This has been a known fact inside Nokia (MeeGo) for quite a long time due to various performance issues we’ve had to workaround, but for some reason it wasn’t acknowledged as an issue when it was brought up in the mailing list.
So, in order to proof beyond reasonable doubt that there is indeed an issue, I wrote this test. It is very minimal, there’s essentially nothing of a typical GStreamer pipeline, just an element and an app that pushes buffers to it, that’s it. But then, optionally, a queue (typical element in a GStreamer pipeline) is added in the middle, which is a thread-boundary, and then the fun begins:
The buffer size legends corresponds to exponentiation (5 => 2 ^ 5 = 32), and the CPU time is returned by the system (getrusage) in ms. You can see that in ARM systems not only more CPU time is wasted, but adding a queue makes things worst at a faster rate.
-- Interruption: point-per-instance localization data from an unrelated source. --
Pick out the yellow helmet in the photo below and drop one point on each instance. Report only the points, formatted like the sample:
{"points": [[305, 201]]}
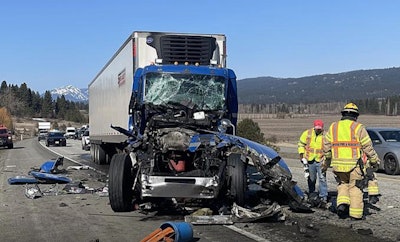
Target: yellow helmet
{"points": [[350, 108]]}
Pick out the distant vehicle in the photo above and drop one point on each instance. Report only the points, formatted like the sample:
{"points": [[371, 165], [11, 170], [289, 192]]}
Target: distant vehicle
{"points": [[42, 134], [386, 142], [56, 138], [70, 132], [5, 137], [85, 140]]}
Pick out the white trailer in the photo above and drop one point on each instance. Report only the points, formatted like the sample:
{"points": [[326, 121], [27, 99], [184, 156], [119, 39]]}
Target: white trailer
{"points": [[110, 91], [44, 126]]}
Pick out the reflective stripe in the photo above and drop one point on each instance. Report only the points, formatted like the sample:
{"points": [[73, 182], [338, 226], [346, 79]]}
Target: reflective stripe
{"points": [[373, 190], [343, 200], [310, 152], [345, 145], [356, 212]]}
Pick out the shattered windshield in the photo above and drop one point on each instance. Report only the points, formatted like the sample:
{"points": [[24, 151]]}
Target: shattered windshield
{"points": [[204, 92]]}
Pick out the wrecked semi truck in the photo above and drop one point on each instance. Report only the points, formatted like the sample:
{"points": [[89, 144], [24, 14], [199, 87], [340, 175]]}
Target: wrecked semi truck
{"points": [[163, 112]]}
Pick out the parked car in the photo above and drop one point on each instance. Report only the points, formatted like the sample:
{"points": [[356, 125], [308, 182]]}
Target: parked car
{"points": [[85, 140], [6, 137], [56, 138], [386, 142], [42, 135]]}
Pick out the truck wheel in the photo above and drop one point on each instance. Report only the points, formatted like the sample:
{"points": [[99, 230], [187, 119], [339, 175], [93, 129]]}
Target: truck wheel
{"points": [[237, 178], [102, 158], [121, 183], [391, 164]]}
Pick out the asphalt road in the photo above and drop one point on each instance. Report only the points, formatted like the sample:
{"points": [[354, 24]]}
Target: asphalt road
{"points": [[88, 217]]}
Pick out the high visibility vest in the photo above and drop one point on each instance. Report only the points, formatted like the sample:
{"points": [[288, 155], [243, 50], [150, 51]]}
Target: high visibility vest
{"points": [[346, 144], [310, 144]]}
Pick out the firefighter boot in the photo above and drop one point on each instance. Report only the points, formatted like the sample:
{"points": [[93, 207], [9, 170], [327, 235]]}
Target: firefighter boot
{"points": [[343, 211], [373, 199]]}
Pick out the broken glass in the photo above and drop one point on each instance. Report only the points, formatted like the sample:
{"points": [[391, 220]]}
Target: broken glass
{"points": [[204, 92]]}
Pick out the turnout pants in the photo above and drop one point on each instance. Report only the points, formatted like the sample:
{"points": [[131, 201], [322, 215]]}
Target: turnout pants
{"points": [[348, 193]]}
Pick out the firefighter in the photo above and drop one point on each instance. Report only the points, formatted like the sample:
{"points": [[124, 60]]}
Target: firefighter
{"points": [[310, 151], [343, 144]]}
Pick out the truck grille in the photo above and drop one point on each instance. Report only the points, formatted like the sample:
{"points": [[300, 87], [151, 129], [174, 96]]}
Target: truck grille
{"points": [[184, 48]]}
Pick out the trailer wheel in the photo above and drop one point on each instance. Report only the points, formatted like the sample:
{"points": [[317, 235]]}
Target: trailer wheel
{"points": [[237, 178], [121, 183], [101, 156]]}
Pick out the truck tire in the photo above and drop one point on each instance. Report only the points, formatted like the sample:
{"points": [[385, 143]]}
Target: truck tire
{"points": [[121, 183], [101, 156], [237, 178]]}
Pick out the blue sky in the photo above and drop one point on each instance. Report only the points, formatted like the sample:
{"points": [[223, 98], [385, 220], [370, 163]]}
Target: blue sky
{"points": [[52, 43]]}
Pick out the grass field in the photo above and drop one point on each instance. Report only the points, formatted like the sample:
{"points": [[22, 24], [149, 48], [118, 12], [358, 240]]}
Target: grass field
{"points": [[288, 130]]}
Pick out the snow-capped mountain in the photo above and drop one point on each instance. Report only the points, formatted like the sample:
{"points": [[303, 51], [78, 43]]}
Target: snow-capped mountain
{"points": [[71, 93]]}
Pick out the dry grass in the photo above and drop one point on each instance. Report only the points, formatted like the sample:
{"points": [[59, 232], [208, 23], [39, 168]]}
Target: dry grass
{"points": [[288, 130]]}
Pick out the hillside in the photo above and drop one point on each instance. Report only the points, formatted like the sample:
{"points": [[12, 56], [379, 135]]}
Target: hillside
{"points": [[361, 84]]}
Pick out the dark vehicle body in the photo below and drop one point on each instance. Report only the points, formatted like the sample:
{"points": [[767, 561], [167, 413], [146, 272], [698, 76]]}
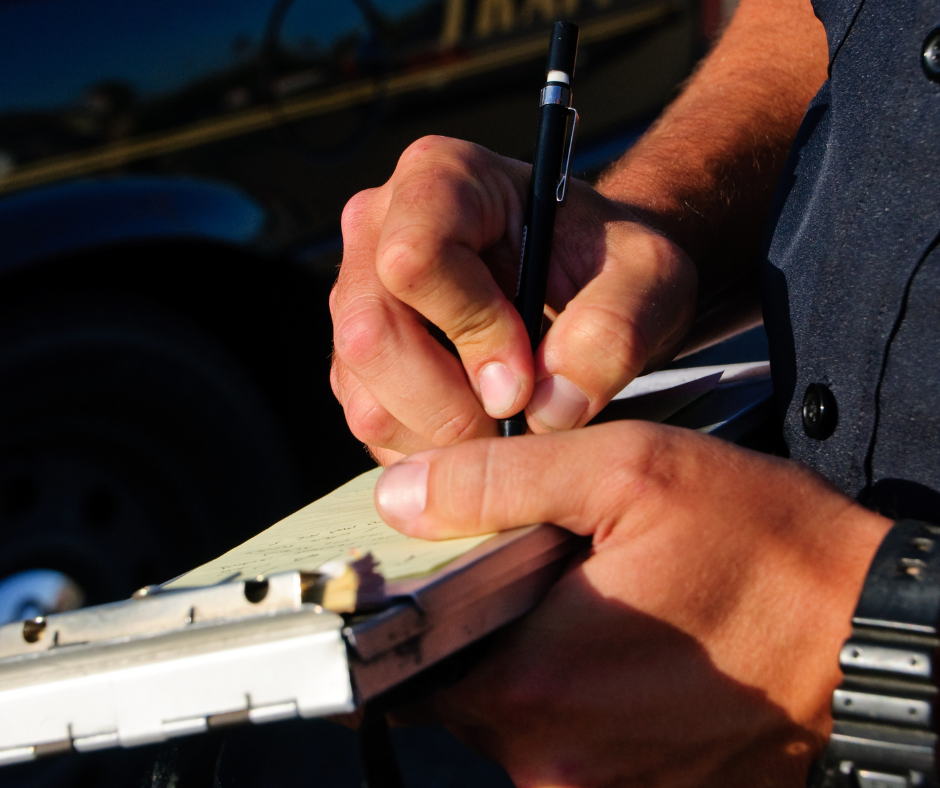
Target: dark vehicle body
{"points": [[171, 180], [172, 175]]}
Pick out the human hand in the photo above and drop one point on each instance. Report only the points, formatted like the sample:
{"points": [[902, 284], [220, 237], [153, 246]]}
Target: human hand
{"points": [[439, 244], [695, 645]]}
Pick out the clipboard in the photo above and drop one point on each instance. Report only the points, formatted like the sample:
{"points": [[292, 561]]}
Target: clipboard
{"points": [[192, 655]]}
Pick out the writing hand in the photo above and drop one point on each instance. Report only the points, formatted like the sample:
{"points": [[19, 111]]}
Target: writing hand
{"points": [[439, 245]]}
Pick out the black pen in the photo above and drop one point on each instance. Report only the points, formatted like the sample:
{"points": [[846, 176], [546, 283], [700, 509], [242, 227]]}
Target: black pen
{"points": [[546, 189]]}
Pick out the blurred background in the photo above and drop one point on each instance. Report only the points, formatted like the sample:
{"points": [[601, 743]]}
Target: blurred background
{"points": [[171, 181]]}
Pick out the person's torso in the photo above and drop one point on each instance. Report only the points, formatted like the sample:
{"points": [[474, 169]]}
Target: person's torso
{"points": [[852, 278]]}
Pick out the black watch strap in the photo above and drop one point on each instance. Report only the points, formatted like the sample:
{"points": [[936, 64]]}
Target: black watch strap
{"points": [[884, 723]]}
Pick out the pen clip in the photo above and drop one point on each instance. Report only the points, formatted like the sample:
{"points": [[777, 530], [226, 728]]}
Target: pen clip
{"points": [[566, 155]]}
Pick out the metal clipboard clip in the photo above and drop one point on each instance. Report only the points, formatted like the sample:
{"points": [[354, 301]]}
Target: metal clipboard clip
{"points": [[566, 154]]}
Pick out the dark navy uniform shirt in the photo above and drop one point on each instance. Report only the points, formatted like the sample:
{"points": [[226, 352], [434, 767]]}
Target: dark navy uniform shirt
{"points": [[852, 270]]}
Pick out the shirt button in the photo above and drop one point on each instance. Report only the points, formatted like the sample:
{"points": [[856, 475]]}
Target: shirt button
{"points": [[820, 414], [931, 56]]}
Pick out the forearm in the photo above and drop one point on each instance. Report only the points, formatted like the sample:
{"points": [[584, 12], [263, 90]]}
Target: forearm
{"points": [[705, 173]]}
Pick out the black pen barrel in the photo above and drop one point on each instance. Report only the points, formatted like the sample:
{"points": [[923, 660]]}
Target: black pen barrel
{"points": [[544, 192], [540, 219]]}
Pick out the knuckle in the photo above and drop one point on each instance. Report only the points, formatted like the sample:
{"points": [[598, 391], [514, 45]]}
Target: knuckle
{"points": [[473, 327], [615, 340], [368, 421], [361, 337], [428, 149], [636, 465], [456, 428], [334, 380], [355, 211], [404, 264]]}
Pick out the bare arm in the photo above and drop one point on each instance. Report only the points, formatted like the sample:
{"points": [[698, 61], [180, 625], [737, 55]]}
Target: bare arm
{"points": [[440, 242], [705, 174]]}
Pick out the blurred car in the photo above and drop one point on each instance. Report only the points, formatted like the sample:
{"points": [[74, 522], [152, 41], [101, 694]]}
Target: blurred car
{"points": [[171, 180]]}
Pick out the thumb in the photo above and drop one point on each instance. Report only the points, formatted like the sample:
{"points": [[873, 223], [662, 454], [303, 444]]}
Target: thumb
{"points": [[489, 485], [634, 313]]}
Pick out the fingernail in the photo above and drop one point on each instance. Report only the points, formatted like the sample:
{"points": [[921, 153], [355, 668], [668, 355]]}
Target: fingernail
{"points": [[402, 490], [557, 404], [498, 388]]}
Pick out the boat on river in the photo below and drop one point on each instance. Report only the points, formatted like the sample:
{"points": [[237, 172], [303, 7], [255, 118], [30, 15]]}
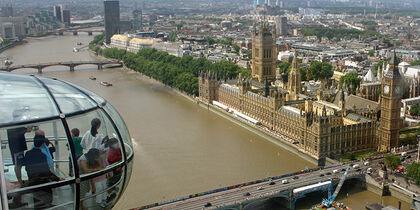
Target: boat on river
{"points": [[104, 83], [335, 206]]}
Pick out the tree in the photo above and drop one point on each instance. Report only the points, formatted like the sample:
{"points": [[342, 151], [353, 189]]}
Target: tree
{"points": [[286, 67], [392, 161], [321, 70], [210, 40], [415, 110], [6, 41], [172, 36], [413, 172], [415, 63], [236, 48], [351, 79]]}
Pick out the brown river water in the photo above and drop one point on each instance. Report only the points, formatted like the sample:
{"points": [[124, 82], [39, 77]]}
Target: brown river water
{"points": [[180, 148]]}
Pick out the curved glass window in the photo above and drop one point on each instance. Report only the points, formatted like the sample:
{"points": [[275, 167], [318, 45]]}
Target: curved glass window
{"points": [[53, 134], [23, 99]]}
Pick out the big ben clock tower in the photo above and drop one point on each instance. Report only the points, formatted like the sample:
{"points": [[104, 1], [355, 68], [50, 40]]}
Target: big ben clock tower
{"points": [[388, 132]]}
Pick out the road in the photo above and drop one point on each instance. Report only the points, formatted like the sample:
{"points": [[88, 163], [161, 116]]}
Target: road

Note that this test is doing nothing, just pushing buffers around, all the CPU is wasted doing GStreamer operations. In a real scenario the situation is much worst because there isn’t only one, but multiple threads, and many elements involved, so this wasted CPU time I measured has to be multiplied many times.
Now, this has been profiled before, and everything points out to pthread_mutex_lock which is only a problem when there’s contention, which happens more often in GStreamer when buffers are small, then the futex syscall is issued, is very bad in ARM, although it probably depends on which specific system you are using.
Fortunately for me, I don’t need good latency, so I can just push one second buffers and forget about GStreamer performance issues, if you are experiencing the same, and can afford high latency, just increase the buffer sizes, if not, then you are screwed :p
Hopefully this answers Wim’s question of what a “small buffer” means, how it’s not good, and when it’s a problem.